Impact of (1) Should diminish when the data set grows larger, and probably can't be worth 2 seconds anyway, but this would set the limit of how small jobs it makes sense to parallelize.

(2) is in your case probably mostly caused by omp assigning tasks to the threads, and the different threads doing memory allocation for the 2 intermediate substrings and the final string "rotated" - the memory allocation routine probably has to get a global lock before it can reserve a piece of the heap for you.

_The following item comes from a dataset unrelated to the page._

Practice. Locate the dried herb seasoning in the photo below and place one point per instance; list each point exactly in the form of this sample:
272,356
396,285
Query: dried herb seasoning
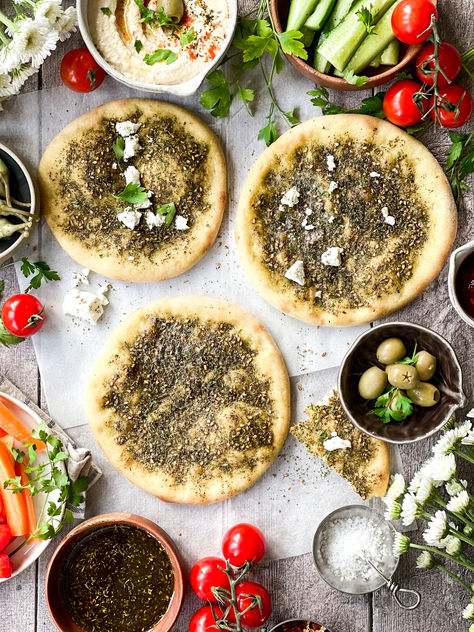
118,578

Preallocating the final storage in a single thread and guiding OMP to run the parallel loop in large (2048) blocks of iterations per thread tilts the result to to favor the parallel execution. I get about 700ms for the single threaded and 330ms for the multithreaded version with the code below:

 enum {SZ = 40960};
 std::string word;
 word.resize(SZ);
 for (int i = 0; i < SZ; i++) {
   word[i] = (i & 127) + 1;  // put stuff into the word
 }
 std::vector<std::string> all_rotations(SZ);
 clock_t start, finish;
 start = clock();
 for (int i = 0; i < (int)word.size(); i++) {
   all_rotations[i].reserve(SZ);
 }
 #pragma omp parallel for schedule (static, 2048)
 for (int i = 0; i < (int)word.size(); i++) {
   std::string rotated = word.substr(i) + word.substr(0, i);
   all_rotations[i] = rotated;
 }
 finish = clock();
 printf("Time (seconds): %0.3lf\n", ((double)(finish - start))/CLOCKS_PER_SEC);

Last, when you need the results of the burrows wheeler transform, you don't necessarily want N copies of a string that contains N characters. It would save space and processing to treat the string as a ring buffer and read each rotation from a different offset in the buffer.